ワクチン行政も政権交代の余波を受けた。12月8日、閣議決定にこぎ着けた2009年度の第二次補正予算向け緊急経済対策。自公政権下の補正予算が10月に執行停止され、ここまでずれ込んだ。
当初14.7兆円規模の予算を7.2兆円まで縮小したため、割を食った事案は多い。国産ワクチンの開発・生産体制の強化用予算も消えかけた。前政権の予算に計上された1279億円が、一部を除きいったん白紙となったのだ。
あわてたのが、厚生労働省と国内でワクチン製造を担う4社のうちの1つ、大阪大学微生物病研究会(阪大微研)である。阪大微研は今年6月、5ヵ年計画で香川県観音寺市に16万平方メートルの新製造設備を設置すると発表したばかり。これまで500万人分だった製造規模を、新たな細胞培養法の採用によって効率化し6000万人分まで引き上げる計画である。
しかしその投資額は350億円と、阪大微研の売上高208億円の規模に対し明らかに大きい。補正予算からの助成を当てにしていたとの見方がもっぱらだった。
阪大微研側は「支援が受けられればありがたいが、もともと自前で投資する計画だ。蓄えもある」と説明する。今期すでに土地は購入ずみで、投資を続けるという。

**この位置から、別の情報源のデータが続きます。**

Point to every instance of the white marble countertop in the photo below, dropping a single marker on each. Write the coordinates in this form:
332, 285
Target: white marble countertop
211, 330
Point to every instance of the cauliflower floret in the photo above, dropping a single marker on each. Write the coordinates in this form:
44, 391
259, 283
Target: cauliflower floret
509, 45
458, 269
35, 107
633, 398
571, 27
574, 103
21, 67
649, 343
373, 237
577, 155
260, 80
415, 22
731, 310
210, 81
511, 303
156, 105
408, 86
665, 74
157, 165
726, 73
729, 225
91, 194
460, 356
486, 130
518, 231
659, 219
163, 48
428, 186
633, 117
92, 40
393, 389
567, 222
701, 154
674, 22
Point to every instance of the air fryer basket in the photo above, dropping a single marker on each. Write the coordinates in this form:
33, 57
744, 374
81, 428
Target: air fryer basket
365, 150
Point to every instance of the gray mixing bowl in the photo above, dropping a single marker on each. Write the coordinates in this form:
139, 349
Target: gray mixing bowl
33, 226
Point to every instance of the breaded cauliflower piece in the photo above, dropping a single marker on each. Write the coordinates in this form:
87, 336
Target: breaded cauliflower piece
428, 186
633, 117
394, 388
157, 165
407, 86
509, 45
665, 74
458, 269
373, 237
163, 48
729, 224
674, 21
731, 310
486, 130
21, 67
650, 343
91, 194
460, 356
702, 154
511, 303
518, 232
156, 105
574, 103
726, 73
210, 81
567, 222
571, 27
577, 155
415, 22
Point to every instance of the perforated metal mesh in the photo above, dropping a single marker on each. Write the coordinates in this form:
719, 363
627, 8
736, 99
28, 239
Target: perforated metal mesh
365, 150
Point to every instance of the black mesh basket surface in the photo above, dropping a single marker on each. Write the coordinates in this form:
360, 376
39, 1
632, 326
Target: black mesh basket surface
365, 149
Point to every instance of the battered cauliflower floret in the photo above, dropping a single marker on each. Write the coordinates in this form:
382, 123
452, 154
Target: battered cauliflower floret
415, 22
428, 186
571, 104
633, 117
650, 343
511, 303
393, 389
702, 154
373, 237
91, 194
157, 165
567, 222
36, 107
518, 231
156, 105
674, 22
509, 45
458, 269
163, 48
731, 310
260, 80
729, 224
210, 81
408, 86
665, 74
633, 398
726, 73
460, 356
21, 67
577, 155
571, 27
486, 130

厚労省は、前予算で一部残った臨時特例交付金240億円で基金を設置し、来年度早々にも支援希望企業を募るという。二次補正での予算復活にも奔走し成功した模様で、おそらく阪大微研も応募すれば受けられるだろう。
しかし無事に開発・生産体制だけ整えられたとしても、肝心なワクチン接種の有用性に対する評価や、制度設計は後手に回っている。法定接種化や重篤な副作用が出た場合の補償制度などについて、議論も尽くされていない。
日本がワクチン政策に消極的になったきっかけに、副作用の発生と多額の補償問題がある。国防として感染症対策にワクチンを活用する政策に転換するには、過去直面した課題の予防と対応準備が不可欠だ。